In the dark on an airplane, I heard a click and it was accompanied by a quick flash of blue-white light. What followed was far more startling, though: first, a softly chattery rasping sound, repeated twice, rapidly. Then, the realization that I was hearing film being wound. It really wasn’t all that long ago that I’d’ve seen and heard these things without even taking note of them. But the world has changed dramatically, and all the more so have we within it.
It’s been a long time now since any flash of blinding light from an unseen source or any sound, however soft, of indeterminate mechanical movement has become the instant focus of suspicious thought.

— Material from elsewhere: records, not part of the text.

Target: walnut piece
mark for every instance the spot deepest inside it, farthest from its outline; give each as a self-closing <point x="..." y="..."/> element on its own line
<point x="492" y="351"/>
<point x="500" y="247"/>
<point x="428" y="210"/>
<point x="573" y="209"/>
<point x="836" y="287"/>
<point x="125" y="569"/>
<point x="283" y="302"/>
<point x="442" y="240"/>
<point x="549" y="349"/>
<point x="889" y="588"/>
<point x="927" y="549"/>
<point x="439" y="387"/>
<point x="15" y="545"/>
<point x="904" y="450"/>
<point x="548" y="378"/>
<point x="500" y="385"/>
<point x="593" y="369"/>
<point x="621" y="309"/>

Longer still, I realize, since I’ve been in the presence of anyone using a disposable film camera. That, of course, is what it was. It’s remarkable enough to have one appear like that and be struck by how long it’s been since I started expecting to only be around people taking photos that never need developing, shooting them with no sound, or with a distinctly artificial click, with their phones and digital tablets and pens and eyeglasses. Weirder still to realize how few years ago it was in reality that those disposable film cameras were on the cutting edge.That is precisely, though, the way of the world. New ideas, inventions and technologies arise and supplant the ones we knew. The pace is ever more relentless and extreme. We fear the new in the instant of its inception, and seemingly minutes later, have forgotten even the existence of the old. One day’s science fiction is the ancient history of the next.
As always, I’m left in the wake of these little cataclysms wondering: what of today is soon to be obsolete? What strange marvels that are yet undreamed lie waiting in tomorrow’s dark? And where, in the midst of them, is the place I’ll occupy?I know that eventually I’ll lie forgotten in the jumbled janitor’s closet of history, as virtually all things and people once useful or known or loved eventually do. But like most animate beings, I do still harbor a whisper of hope that at least one person will remain for at least some little time after I’ve gone, still able and willing to remember me, if not as significant or laudable, at least as well loved during the short while that I lasted. With that, I think I can go off and return to dust happily.